Islands & Nuggets
in blog on 09.15.2014
“I realized that you were an island and I passed you by…
you were an island to discover”
I love that line. Chris Martin penned it and hauntingly sings it in one of his many hits with his band Coldplay. It is an insightful line and one that perhaps an artist will sing but not something that many of us are willing to admit…that we might be missing out on something or someone.
We go about our lives, busy, distracted and filling space. We pass by islands we could have discovered. Maybe those islands take the form of people in potential friends, mates, companions and maybe those islands take the form of restaurants, films, parks…any number of things – but all are experiences that we pass by.
Everyday we pass by islands that we could be discovering.
It’s so easy to fill our day and schedule ourselves into oblivion in order to stay busy. It seems to be a right of passage, a goal, an achievement…the idea of being busy all of the time.
It seems at times the act of being busy equates to being important in our culture.
It’s as if being busy is ideal. But how does that leave time for spontaneity, for having time to discover people, places and things?
When I was in high school I was one of a small minority of students fortunate enough to participate in a 10-day European tour. In many regards I remember the trip like it was last week. During a very formative time, it opened my ripe, enthusiastic mind and introduced me to a new perspective to a diverse and accessible world waiting to be discovered. The trip was one of the most influential experiences I’ve ever had and is the reason I have continued to travel throughout adulthood. It doesn’t matter whether or not I travel with one person, a dozen or on my own; that 10-day, high school experience planted a seed that has continued to grow. And during that time, sitting in a café (it was actually a bar), in Lucerne, Switzerland, I learned about nuggets.

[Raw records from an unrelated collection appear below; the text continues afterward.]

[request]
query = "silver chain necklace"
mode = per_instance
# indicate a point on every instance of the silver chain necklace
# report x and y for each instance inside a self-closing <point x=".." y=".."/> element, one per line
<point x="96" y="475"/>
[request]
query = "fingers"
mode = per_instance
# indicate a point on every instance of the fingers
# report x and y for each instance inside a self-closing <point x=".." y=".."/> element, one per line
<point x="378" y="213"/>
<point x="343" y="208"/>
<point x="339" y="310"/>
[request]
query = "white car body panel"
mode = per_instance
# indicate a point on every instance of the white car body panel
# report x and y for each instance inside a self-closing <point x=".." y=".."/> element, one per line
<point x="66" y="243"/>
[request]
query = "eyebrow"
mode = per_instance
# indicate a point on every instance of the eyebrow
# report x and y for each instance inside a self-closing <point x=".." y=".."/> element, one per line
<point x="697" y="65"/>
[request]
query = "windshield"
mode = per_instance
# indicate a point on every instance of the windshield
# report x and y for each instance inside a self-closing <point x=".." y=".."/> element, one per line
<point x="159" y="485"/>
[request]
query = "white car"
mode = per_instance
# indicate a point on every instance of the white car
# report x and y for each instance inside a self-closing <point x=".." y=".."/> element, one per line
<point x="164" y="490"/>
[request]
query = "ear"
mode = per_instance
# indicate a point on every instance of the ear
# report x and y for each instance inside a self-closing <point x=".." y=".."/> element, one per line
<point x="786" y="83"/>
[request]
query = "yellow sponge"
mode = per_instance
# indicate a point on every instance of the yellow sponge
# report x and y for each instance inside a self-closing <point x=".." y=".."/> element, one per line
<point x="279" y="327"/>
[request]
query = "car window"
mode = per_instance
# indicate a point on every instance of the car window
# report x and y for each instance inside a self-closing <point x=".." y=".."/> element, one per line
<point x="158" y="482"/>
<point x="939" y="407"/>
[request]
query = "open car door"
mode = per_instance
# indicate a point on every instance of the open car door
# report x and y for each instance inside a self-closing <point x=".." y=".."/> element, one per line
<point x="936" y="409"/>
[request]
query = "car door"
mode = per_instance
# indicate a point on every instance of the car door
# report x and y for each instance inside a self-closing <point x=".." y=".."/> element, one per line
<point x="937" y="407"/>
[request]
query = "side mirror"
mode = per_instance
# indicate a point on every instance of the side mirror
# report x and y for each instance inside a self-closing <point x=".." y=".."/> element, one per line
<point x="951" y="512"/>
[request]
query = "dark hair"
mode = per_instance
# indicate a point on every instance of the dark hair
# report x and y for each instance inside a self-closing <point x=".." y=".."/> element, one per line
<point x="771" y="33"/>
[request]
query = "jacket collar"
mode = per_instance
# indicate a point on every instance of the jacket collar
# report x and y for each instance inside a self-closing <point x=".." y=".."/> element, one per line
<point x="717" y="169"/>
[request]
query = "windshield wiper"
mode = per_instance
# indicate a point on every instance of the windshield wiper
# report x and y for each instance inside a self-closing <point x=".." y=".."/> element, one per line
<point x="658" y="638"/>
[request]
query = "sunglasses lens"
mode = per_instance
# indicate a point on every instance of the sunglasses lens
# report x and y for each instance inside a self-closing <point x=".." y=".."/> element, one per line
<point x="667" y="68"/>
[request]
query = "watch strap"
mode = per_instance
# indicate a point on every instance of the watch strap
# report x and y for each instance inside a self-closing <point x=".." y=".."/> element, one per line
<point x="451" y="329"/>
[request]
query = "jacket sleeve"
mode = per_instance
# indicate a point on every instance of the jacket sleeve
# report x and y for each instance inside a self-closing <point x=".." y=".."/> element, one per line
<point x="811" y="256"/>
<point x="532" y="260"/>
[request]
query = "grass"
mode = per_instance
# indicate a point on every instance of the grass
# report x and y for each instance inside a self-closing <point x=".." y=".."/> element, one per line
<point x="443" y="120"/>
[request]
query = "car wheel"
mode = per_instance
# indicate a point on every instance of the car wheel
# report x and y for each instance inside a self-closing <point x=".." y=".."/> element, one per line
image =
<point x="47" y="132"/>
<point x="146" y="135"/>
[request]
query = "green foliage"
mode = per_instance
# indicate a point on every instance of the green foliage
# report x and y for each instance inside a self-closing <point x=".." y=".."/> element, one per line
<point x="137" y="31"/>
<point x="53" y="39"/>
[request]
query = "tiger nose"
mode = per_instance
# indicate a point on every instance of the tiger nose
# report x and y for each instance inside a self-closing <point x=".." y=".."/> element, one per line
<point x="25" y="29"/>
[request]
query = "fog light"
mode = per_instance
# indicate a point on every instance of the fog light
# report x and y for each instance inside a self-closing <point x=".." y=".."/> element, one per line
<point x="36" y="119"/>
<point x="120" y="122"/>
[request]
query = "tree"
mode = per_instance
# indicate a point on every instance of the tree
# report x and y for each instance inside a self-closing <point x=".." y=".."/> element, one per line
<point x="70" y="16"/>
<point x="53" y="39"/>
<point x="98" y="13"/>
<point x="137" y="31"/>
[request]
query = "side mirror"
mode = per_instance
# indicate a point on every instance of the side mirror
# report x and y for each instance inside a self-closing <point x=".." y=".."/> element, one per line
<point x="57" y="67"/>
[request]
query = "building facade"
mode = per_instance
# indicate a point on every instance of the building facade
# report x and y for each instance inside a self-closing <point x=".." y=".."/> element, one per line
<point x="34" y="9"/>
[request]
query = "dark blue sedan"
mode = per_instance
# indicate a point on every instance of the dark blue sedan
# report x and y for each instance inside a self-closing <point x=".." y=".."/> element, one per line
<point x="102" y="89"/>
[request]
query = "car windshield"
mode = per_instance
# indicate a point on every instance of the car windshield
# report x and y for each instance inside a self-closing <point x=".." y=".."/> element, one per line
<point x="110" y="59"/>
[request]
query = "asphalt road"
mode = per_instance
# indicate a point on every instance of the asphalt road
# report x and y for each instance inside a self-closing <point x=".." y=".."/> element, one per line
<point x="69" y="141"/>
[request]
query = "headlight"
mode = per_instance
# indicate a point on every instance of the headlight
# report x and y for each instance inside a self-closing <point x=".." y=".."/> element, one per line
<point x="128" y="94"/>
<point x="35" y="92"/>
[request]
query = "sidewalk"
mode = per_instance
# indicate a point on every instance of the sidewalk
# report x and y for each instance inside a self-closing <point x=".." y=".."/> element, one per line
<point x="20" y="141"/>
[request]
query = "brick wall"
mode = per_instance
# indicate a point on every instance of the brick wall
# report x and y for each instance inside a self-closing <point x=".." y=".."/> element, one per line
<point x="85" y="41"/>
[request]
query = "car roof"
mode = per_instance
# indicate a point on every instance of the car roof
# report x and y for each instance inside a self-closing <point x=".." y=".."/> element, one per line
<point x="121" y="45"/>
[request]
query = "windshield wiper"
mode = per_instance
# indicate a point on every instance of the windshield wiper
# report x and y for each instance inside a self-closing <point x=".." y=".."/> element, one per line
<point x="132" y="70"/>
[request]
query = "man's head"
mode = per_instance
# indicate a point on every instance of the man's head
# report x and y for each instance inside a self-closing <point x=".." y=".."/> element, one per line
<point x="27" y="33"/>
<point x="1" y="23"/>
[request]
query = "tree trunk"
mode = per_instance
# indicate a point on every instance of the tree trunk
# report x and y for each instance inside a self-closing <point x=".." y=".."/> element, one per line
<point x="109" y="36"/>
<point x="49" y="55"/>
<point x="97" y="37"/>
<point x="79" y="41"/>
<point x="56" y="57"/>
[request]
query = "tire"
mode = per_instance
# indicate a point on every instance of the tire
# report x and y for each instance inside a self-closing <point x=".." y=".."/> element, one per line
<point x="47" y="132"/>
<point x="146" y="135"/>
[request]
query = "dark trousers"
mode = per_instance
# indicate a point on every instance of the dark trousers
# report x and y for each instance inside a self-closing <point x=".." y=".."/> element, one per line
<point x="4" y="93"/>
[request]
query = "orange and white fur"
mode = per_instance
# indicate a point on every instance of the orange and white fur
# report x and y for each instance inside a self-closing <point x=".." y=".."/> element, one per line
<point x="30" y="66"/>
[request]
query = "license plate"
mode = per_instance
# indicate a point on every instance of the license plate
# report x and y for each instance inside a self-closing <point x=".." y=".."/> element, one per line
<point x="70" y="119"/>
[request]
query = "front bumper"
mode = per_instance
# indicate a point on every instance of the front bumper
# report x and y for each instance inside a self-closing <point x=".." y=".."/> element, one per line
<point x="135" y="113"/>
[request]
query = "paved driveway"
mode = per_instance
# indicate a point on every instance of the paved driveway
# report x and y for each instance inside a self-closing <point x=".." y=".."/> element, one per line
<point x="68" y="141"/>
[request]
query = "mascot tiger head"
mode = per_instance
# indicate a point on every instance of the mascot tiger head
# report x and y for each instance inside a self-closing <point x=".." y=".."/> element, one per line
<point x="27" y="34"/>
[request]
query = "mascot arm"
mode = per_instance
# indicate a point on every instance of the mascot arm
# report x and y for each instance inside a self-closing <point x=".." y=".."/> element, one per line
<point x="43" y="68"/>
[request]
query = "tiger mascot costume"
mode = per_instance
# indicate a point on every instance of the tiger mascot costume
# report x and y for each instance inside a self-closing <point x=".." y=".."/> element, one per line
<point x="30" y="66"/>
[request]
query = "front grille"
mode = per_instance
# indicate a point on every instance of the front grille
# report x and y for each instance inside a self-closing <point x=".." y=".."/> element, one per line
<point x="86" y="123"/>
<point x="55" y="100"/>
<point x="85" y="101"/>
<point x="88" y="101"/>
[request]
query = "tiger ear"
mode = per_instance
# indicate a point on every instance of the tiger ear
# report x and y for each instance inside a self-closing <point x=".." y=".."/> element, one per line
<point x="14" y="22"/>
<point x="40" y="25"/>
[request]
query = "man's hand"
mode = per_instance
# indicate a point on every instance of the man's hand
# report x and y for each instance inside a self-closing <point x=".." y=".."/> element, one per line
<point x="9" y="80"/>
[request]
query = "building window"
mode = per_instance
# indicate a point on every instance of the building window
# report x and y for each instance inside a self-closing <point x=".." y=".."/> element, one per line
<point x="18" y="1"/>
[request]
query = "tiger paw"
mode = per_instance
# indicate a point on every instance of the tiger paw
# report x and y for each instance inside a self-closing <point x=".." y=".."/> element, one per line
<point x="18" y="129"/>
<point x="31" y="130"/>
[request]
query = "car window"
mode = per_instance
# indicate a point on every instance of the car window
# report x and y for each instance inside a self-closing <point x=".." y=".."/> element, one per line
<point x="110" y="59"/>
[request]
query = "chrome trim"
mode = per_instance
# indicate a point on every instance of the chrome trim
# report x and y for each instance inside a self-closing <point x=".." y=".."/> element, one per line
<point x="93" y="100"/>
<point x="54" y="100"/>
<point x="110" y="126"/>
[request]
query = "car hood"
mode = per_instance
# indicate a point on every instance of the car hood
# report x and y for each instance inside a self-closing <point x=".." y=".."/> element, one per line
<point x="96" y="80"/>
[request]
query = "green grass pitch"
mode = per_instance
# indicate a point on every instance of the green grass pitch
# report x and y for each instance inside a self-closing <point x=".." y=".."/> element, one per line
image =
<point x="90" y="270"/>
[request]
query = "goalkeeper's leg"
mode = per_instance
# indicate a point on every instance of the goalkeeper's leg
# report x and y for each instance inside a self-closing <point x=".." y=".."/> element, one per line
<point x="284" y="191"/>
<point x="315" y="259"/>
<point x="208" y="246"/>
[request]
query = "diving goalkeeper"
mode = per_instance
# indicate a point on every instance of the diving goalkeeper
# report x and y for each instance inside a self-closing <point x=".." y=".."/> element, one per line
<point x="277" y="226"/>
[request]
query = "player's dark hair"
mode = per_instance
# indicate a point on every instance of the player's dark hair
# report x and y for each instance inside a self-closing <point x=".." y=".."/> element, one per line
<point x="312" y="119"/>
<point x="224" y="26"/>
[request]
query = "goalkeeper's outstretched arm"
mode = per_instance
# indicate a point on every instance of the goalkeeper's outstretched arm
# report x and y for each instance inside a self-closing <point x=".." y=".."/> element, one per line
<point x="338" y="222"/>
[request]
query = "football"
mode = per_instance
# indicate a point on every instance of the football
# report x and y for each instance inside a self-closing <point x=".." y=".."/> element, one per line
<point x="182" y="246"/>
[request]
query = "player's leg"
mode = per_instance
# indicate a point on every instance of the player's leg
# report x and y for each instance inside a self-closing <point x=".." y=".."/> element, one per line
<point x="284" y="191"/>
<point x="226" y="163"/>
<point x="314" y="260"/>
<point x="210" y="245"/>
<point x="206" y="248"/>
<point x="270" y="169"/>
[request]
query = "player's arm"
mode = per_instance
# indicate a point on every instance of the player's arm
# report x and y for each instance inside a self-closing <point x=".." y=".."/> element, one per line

I’m not sure how things are now, but back then (1982), my parents granted permission for me to travel with the high school group and fully experience the European culture. That meant I could taste wine at dinner or have a beer, for example, in a bar in Lucerne, Switzerland. This wasn’t a party trip and frankly, it never occurred to me then that people drank to get drunk or over-indulged. I was introduced to wine and beer consumption with the casualness that one finds in Europe.
During our evening in Lucerne I stepped into a quiet, cozy bar which had a café-type atmosphere. People were reading, there was a small fire in the fireplace and a few people were sitting by it. I remember most people were by themselves and I felt welcome and even then, comfortable in foreign surroundings by myself. I don’t recall why I was by myself. I ordered a half-pint beer with lemonade – something that seemed so foreign yet very popular there – something I wanted to try. I don’t remember his name, his age or even what he looked like but I remember the conversation I had with the stranger in that bar. He asked questions about our group, where we were from – intrigued that a small group of high school students from Virginia had somehow ended up in Lucerne, Switzerland, on a cool April evening. It was there I learned about his theory of ‘Nuggets’.
He explained to me as I go through my life to look at everyone I meet as if they carry special nuggets. He explained that I will learn something from everyone I meet if I remember that they have something to share. As he and I sat and drank the half-beer, half-lemonade drink, he explained that no matter where I was that everyone will have an experience or a lesson or advice (nuggets) and to never miss out on that opportunity. He told me to never waste a chance to learn what someone else has to offer. I had explained we were traveling on a bus and I remember him asking me what I knew about our bus driver. By the time we ended our trip, I made sure I knew the bus driver’s story (and it turned out he loved the Beatles and we bought an Abbey Road tape and played it as we drove through the French countryside!). As I write this, I remember both the driver and the tour guides names, I remember their stories – I learned about nuggets.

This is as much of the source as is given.